Henry Kissinger, a key figure in Nixon’s White House, long ago revealed that his boss at the time was partial to heavy liquor. Moreover, the President also had a tendency to overreact. “If the President had his way, there would be a nuclear war every week,” Kissinger famously recalled. In one infamous incident in 1969, North Korea shot down an American spy plane. Nixon, fueled by alcohol, summoned the Joint Chiefs. He ordered them to draw up a list of possible targets for a nuclear bomb. Kissinger, who was asked to relay the message, urged the Joint Chiefs to stall. The tactic worked. The morning after, Nixon had sobered up and calmed down.
But this was by no means a lone incident.

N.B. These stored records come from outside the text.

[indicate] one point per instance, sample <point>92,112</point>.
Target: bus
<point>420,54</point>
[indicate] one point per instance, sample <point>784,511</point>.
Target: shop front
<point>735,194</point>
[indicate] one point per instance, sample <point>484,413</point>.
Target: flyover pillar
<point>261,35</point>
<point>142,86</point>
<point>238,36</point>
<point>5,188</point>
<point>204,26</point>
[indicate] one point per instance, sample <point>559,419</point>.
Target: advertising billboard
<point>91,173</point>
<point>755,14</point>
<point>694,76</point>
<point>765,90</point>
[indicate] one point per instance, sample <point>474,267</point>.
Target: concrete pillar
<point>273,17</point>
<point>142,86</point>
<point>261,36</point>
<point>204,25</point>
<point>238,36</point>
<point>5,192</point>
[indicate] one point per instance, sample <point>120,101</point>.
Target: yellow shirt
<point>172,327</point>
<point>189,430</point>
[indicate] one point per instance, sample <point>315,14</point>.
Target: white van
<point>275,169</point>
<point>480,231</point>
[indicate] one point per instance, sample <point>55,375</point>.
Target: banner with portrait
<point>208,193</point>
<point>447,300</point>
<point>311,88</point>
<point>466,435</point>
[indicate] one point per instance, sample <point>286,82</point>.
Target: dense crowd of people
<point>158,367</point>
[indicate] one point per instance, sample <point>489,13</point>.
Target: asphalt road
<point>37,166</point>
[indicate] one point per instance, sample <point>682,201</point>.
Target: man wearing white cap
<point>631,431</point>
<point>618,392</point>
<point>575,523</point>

When he was drunk, Nixon would regularly get aggressive and seek to use the full extent of his powers as Commander-in-Chief. On one occasion, even a conversation about Cambodia led him to get on his phone and demand the Asian country be bombed. Nixon’s staff became even more worried as his Presidency wore on. As their boss became depressed and withdrawn, there were fears that he would reach for the big red button.
Tellingly, in his memoirs, Nixon’s Defense Secretary James Schlesinger revealed that he ordered all military commanders to question any nuclear launch order that came from the President himself. Nixon’s increasing dependence on alcohol was the prime reason for such extreme caution. In the end, Nixon was forced out of office as a result of the Watergate scandal. As a nice footnote to history, in his final hours as President, he was barred from carrying the nation’s nuclear launch codes. Instead, they remained safe in the White House while he boarded a chopper out of DC.